For a counterexample, just take Peres' example verbatim. Let $S=\{1,2,3\}$ and $H=\{1,2\}$. For each row of $X$ independently, with probability $1/2$, sample the entries of the row i.i.d. uniformly $1$ or $2$, and with probability $1/2$, sample the entries of the row i.i.d. uniformly $1$ or $3$. Call the first situation $A$ and the second situation $B$. The marginal law of each $X_{i,j}$ is clearly $1$ with probability $1/2$ and $2$ or $3$ with probability $1/4$ each. The conditional law $\alpha$ of $X_{i,j}$ given $X_{i,j}\in H$ is $X_{i,j}=1$ with probability $2/3$ and $X_{i,j}=2$ with probability $1/3$.
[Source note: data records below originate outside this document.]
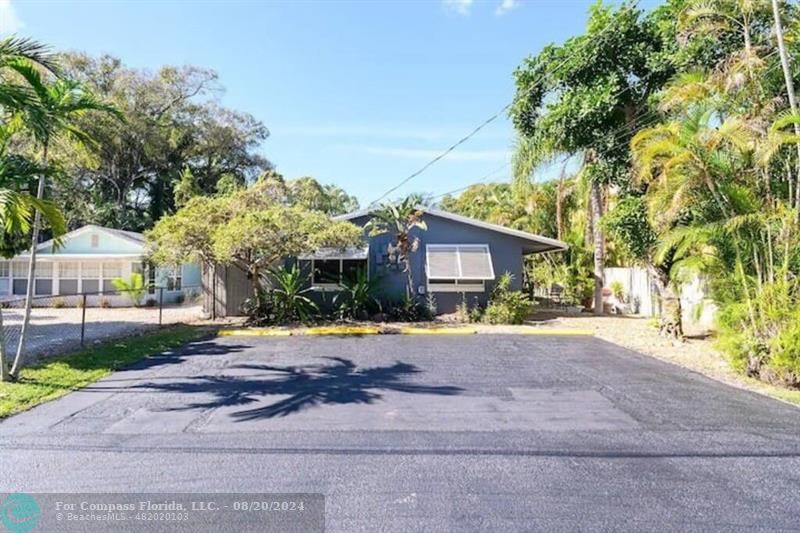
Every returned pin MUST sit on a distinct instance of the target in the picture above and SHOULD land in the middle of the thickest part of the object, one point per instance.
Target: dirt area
(55, 331)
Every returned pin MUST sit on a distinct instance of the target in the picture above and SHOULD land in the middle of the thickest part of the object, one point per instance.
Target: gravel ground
(56, 331)
(697, 353)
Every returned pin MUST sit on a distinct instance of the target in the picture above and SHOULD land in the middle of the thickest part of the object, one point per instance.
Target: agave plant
(289, 295)
(134, 287)
(356, 299)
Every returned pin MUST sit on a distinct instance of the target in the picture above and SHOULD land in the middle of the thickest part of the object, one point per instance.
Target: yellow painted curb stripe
(366, 330)
(438, 331)
(254, 332)
(355, 330)
(555, 331)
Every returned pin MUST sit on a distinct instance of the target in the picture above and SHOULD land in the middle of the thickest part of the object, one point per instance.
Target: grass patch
(53, 378)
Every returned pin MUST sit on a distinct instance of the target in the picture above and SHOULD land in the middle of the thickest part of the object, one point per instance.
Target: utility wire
(471, 134)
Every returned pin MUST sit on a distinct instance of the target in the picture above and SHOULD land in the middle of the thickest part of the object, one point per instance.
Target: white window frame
(327, 287)
(175, 273)
(461, 284)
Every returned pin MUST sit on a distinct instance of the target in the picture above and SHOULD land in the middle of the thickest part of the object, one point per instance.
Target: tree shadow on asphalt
(335, 383)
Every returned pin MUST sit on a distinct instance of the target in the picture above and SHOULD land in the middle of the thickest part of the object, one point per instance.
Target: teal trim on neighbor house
(88, 260)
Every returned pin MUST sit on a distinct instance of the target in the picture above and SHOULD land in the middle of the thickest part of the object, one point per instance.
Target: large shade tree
(51, 116)
(585, 98)
(253, 229)
(175, 128)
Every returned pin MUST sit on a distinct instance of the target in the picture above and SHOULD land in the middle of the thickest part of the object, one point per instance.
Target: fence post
(83, 319)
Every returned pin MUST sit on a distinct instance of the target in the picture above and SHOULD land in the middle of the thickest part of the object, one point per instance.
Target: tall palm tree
(399, 219)
(16, 96)
(692, 156)
(52, 116)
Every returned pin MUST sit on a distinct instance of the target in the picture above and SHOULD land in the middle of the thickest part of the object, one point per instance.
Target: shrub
(408, 309)
(767, 347)
(356, 299)
(618, 290)
(468, 314)
(259, 309)
(289, 296)
(462, 310)
(507, 306)
(133, 287)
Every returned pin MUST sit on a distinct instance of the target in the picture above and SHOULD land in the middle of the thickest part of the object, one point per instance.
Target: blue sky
(358, 93)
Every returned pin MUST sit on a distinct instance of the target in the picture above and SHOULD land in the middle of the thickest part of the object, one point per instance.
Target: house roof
(542, 244)
(131, 236)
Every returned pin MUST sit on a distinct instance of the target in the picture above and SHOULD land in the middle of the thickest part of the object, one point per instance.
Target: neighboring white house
(88, 261)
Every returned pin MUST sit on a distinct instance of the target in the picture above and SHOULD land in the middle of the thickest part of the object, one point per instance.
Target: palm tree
(787, 76)
(15, 96)
(679, 162)
(50, 118)
(399, 219)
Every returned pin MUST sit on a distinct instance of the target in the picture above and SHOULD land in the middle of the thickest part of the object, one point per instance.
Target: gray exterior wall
(226, 288)
(506, 250)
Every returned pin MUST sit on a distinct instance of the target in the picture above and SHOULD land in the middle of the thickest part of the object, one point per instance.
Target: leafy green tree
(51, 117)
(174, 122)
(400, 219)
(134, 288)
(254, 229)
(186, 188)
(585, 97)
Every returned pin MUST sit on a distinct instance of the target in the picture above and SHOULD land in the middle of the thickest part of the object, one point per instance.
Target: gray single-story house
(458, 258)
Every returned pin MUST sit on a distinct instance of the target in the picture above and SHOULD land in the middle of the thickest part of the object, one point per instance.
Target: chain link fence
(62, 323)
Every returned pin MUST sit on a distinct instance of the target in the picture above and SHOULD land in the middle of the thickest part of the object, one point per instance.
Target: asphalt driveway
(427, 434)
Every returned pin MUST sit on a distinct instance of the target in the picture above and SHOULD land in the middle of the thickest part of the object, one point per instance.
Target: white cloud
(462, 7)
(9, 21)
(415, 153)
(506, 6)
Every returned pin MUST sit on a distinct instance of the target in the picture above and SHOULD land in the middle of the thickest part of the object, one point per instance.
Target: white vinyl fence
(641, 296)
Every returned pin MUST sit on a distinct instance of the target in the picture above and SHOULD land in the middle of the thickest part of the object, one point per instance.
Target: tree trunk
(559, 208)
(37, 218)
(787, 76)
(599, 246)
(671, 324)
(3, 359)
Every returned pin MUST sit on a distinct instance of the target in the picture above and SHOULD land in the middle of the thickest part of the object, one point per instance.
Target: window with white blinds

Let's compute \begin{equation*} \Pr_{\tau\sim \mathsf{U}[M(X)]}\left(X_{i,\tau(i)}=2,\forall i\in [n]\bigg\vert M(X)\neq \emptyset\right). \end{equation*} Theorem 1 appears to claim that this should be $\alpha(2)^n=(1/3)^n$.
It's easy to see that that the probability $M(X)\neq \emptyset$ is $1-o(1)$ by comparison with the probability that a random bipartite graph with $1/2$ edge probability has a perfect matching via the obvious coupling. Now, we have \begin{equation*} \Pr_{\tau\sim \mathsf{U}[M(X)]}\left(X_{i,\tau(i)}=2,\forall i\in [n]\bigg\vert M(X)\neq \emptyset\right)=\Pr_{\tau\sim U[M(X)]}\left(X_{i,\tau(i)}=2,\forall i\in [n]\,\land\, \text{all rows sampled via $A$}\bigg\vert M(X)\neq \emptyset\right). \end{equation*} This holds simply because if all entries in any perfect matching are $2$, all rows must have been sampled according to situation $A$. We thus have \begin{equation*} \Pr_{\tau\sim \mathsf{U}[M(X)]}\left(X_{i,\tau(i)}=2,\forall i\in [n]\,\land\, \text{all rows sampled via $A$}\bigg\vert M(X)\neq \emptyset\right)=\Pr_{\tau\sim U[M(X)]}\left(X_{i,\tau(i)}=2,\forall i\in [n]\bigg\vert \text{all rows sampled via $A$}\,\land\,M(X)\neq \emptyset\right)\cdot\Pr\left(\text{all rows sampled via $A$}\vert M(X)\neq \emptyset\right). \end{equation*} For the second factor, by Bayes' rule, we have \begin{equation*} \Pr\left(\text{all rows sampled via $A$}\vert M(X)\neq \emptyset\right)= \frac{\Pr\left(\text{all rows sampled via $A$}\right)}{\Pr(M(X)\neq \emptyset)}=\frac{1+o(1)}{2^n}, \end{equation*} since the event that all rows are sampled via $A$ implies there exists a $H$-perfect matching. For the first factor, note that \begin{equation*} \Pr_{\tau\sim U[M(X)]}\left(X_{i,\tau(i)}=2,\forall i\in [n]\bigg\vert \text{all rows sampled via $A$}\,\land\,M(X)\neq \emptyset\right)=\Pr_{\tau\sim U[M(X)]}\left(X_{i,\tau(i)}=2,\forall i\in [n]\bigg\vert \text{all rows sampled via $A$}\right), \end{equation*} since again, the event that all rows are sampled via $A$ implies the existence of $H$-perfect matchings. In fact, all perfect matchings are valid if $A$ occurs since necessarily every entry is in $H$ by construction. But given $A$ occurs for every row, the joint law of all entries of the matrix is i.i.d. uniform over $1$ or $2$, independent of the choice of uniform random matching. So we have \begin{equation*} \Pr_{\tau\sim U[M(X)]}\left(X_{i,\tau(i)}=2,\forall i\in [n]\bigg\vert \text{all rows sampled via $A$}\right)=\frac{1}{2^n}. \end{equation*} Putting it together, we find that $\Pr_{\tau\sim \mathsf{U}[M(X)]}\left(X_{i,\tau(i)}=2,\forall i\in [n]\bigg\vert M(X)\neq \emptyset\right)=\frac{1+o(1)}{4^n}\ll \frac{1}{3^n}$.